Nucleohistone (DNH) was found to bind with β-Aminoethylisothiouroniurn bromide hydrobromide (AET) in 1:1 concentration ratio. Charge neutralisation complexes were formed between AET and four amino-acids in the follwoing concentration ratios : AET : Tyrosine, 1:1; AET : Lysine, 10:1; AET : Histidine 5:1 and AET : Arginine 5:1. Binding of AET with the bases (e.g., AET : Adenine, 1:2; AET : Thymine 1:2; AET : Guanine, 1:4 and AET : Cytosine, 1:1.2) in the concentration ratios indicated were through hydrogen bond. The strengths of the binding were found to be AET-Thymine > AET-Guanine > AET-Cytosine > AET-Adenine.
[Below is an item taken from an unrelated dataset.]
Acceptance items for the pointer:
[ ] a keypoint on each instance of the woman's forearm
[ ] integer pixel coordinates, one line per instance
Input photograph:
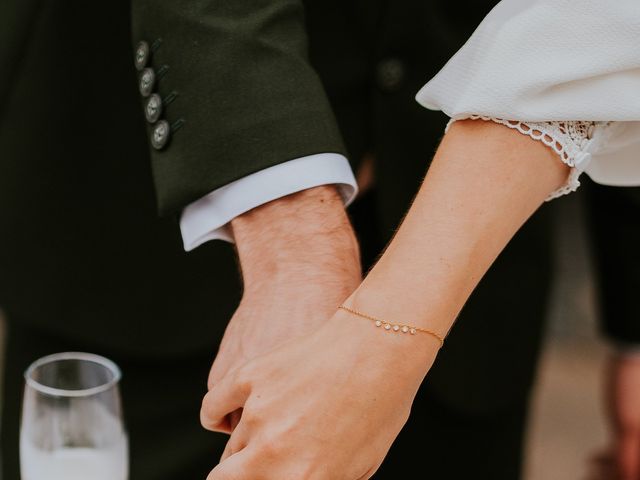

C-S-C bond, alkane groups, =NH and -NH₂ groups of AET were responsible for binding. All the amino-acids were protonated by -SH group of mercaptoethylguanidine (MEG). Phosphate ions of DNA and two chromophoric groups, namely -C=C-C=O and -C=C-C=N- were responsible for binding. Upon gamma irradiation, the side chains (e.g., -NH₂, =NH), C-S-C bond and alkane groups of AET got disrupted with increase in dose. But for DNH, helix to coil transition, dissociation of constituent amino-acids and unfolding of the chromophoric groups took place. AET-amino acid complexes produced alkalinity upon gamma irradiation. A probable radiation protection mechanism offered by MEG for DNH has been provided.

Keywords

AET, DNH, Bases, Amino-Acids, Chromophores, Binding, Radiation Protection.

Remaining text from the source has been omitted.